I think my number one thing I’ve always wanted to do was to write for Star Trek. Or for some TV sci-fi series. I think I liked the idea of developing characters through adventures together, and writing with a team of people. And seeing that each episode became something that added to a whole. Maybe, too, I was disappointed by the squandered potential of Enterprise. I felt like Season One was underdeveloped; no one died at all and this was our first time into space…. The characters had potential but they were never utilized and the plots were dull. When the season finale came up, and the new season premiere completed it, I was sure that the problem was the writers–or the writers had been hemmed in by too many rules, I don’t know….

So, today I was complaining about how little time I have to write and that I’m working too much, and I told a colleague about my silly dream of writing for Star Trek, and she said, pulling out a notebook and a pen: Okay, let’s write for Star Trek.

The next two hours were a blast! We created a whole cast of new characters drawn from the Star Trek universe, and some from my own brain, and then created a series—what we do in season one, season two , season three. I had high hopes for the series—hehe. I learned that without a series going on, of course, selling a new series would be very difficult, and two, that Pocket Books really wants books with major characters who have appeared on the show–not your own. Who knows if one can write “similar” Federation type settings for books that are not Star Trek, but obviously borrowing the universe-structure. If anyone knows if publishers can’t stand ST-like books, let me know….but I may write this up as a novel pitch.

I have nothing to lose for trying.
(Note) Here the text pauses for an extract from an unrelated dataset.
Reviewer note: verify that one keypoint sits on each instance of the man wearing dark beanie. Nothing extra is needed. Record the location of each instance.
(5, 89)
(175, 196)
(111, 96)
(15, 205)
And that’s kind of what today proved to me. Laurie, my colleague, proved to me by pulling out the notebook and pen that sitting around and complaining does little good, and that it’s better when you just do it. If you want to write for Star Trek, do it. Create what you want. Perhaps with some positive energy, I can a) sell a TV series! or b) sell a book. Who knows? But I do know I’m several steps closer than I was. And I loved brainstorming with Laurie. It picked up my mood, and made me feel as if I were closer to my goals.

So, maybe don’t look at all the obstacles–just do it. You might as well have fun–and who knows–the product might be salable outside the frame you thought you wanted to work within. It was fun creating, and maybe that’s the whole point.

(I’ve just, of course, shown my complete geekness to the world….but multiple character arcs, episodic TV and science fiction are fun. Maybe I should just go ahead and create the Television Station that will run my show! Hey, Laurie—get out that notebook!)